At some point in the near future the center also plans to offer a psychedelic integration certificate program for therapists who want to become trained in leading groups of their own. The center is in the planning stages, as well, for a training for all medical and mental health professionals — a sort of Psychedelics 101.
The monthly groups are open to drop-ins, but so far, Tatarsky says, they've been sold out nearly every time.

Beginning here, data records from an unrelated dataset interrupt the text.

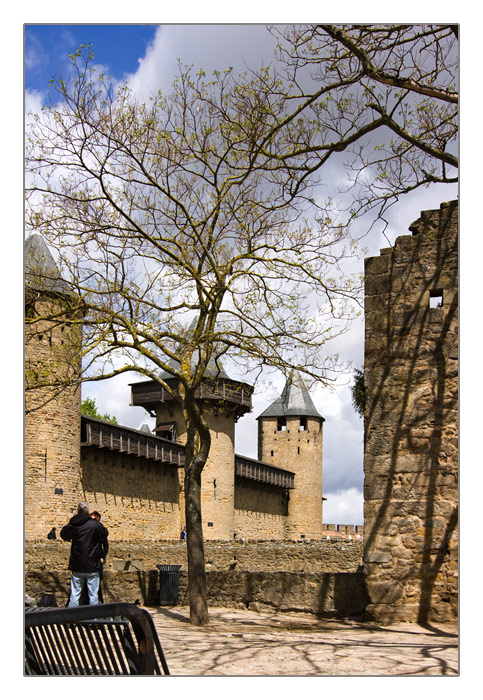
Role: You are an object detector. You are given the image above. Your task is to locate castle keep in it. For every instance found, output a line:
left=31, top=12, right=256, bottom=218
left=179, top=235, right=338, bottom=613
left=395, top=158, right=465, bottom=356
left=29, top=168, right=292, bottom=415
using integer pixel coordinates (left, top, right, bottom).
left=25, top=234, right=325, bottom=542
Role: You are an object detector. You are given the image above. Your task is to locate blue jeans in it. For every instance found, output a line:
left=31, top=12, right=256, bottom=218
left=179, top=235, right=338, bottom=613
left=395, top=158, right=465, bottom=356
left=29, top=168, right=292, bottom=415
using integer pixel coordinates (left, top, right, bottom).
left=68, top=572, right=100, bottom=606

"It's really been striking how strong the interest and the need is in the community," he says.
Why such a need?
"Psychedelics can facilitate a deep openness to exploration that can[...]lead to spiritual or transcendent experiences which really can give rise to a very different sense of relationship to life, to the planet and to spirituality," Tatarsky says. "In some cases this can be very positive, but in some cases it can be extremely difficult, particularly if people kind of open up and make contact with repressed conflicts or dissociated trauma."
Tatarsky says that they've had a number of people attend groups after discovering traumatic experiences — such as early sexual abuse, early experiences of neglect and abandonment or physical violence — that "had been completely dissociated" before a psychedelic experience brought them to the surface.
The groups aim to help integrate the insights or discoveries made while on psychedelics into one's life.
Taking psychedelics can sometimes, Tatarsky says, "be the beginning of a very important journey of resolving the trauma." But other times, it is not recommended.
"Part of our work," Tatarsky says, "is that when people come to us with an interest in psychedelics, we help them think through whether that is the right choice for them. In some cases it becomes clear that another form of therapy would be more beneficial. But in harm-reduction fashion, while we may not condone substance use, we need to really meet it with acceptance, compassion and support.
"We recognize that people are engaging in these substances, and therefore we feel that it is ethical to provide support around their use."